6 Month Miso

Back in December 2019 we decided to try our hands at making soybean miso. We ordered some koji from Cold Mountain, which is a North American supplier.

We used the recipe from Just One Cookbook which made the process seem a lot less intimidating for us as first timers. We were a little impatient and only mashed the cooked soy beans instead of processing them, which is not the direction we would go it we did it again. The miso paste is far too chunky for our taste.

The miso was placed into glass jars and weighed down with the unused soy beans. We created a cardboard lid wrapped in a zip bag to help keep the miso compressed and prevent air gaps from forming if the weight was distributed unevenly.

One of the two containers was intended for a 6-month fermentation time, while the other is for 12 months.

Miso ready to go in the cabinet

We placed the miso in a dark cabinet and waited three months before stirring. At first glance it looked like nothing had happened to the beans, but after stirring there was more of a paste consistency. It also smelled very, very strongly of Parmesan cheese!

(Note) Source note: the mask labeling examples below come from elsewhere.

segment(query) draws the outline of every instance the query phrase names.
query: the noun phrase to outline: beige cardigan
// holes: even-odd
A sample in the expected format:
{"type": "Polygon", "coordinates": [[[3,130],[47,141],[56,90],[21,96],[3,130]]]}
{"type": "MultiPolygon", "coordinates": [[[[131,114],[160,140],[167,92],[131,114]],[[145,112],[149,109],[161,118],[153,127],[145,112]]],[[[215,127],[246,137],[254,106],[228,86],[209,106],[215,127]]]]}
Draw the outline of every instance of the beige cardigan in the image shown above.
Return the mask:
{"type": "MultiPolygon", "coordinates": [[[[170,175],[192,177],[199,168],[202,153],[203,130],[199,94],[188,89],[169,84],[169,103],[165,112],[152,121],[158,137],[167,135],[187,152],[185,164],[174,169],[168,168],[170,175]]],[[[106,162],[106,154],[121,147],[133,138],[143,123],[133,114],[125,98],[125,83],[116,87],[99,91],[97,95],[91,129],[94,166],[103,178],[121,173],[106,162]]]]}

Noticeable colour change at the 4 month mark

There was very, very little tamari (the liquid that pools when miso is made), which we now understand is because of how little liquid was present in the initial paste. Thanks Reddit! The miso was scooped out into smaller containers to be stored in the fridge.

It definitely tastes like miso, but the texture is a little off-putting. Seeing the floating chunks in the soup really helps remind us of where this paste came from (i.e. our cupboard…where it sat for 6 months) and that’s a hard thing to get over for people who haven’t been as exposed to fermented food. Looks like the miso paste is destined for the blender before each use.

Making our own miso certainly isn’t a cost saving effort. After the 12 month batch matures, we will likely have a total of 6 cups of the stuff, something that can be had at the local grocery store for less than $20 – which is less than we spent on the koji. The major benefit is the learning process, the pride in something homemade and the possibility of having a lower waste solution for that deep umami flavor. Perhaps when we have a little more space we will consider producing our own koji, for miso and other ferments.

Lessons learned:

  • Homemade miso is a fairly expensive activity;
  • Our preferred texture requires further processing of the soybeans before the koji is added;
  • One cannot expect an appreciable amount of tamari if the mixture is dry to start with.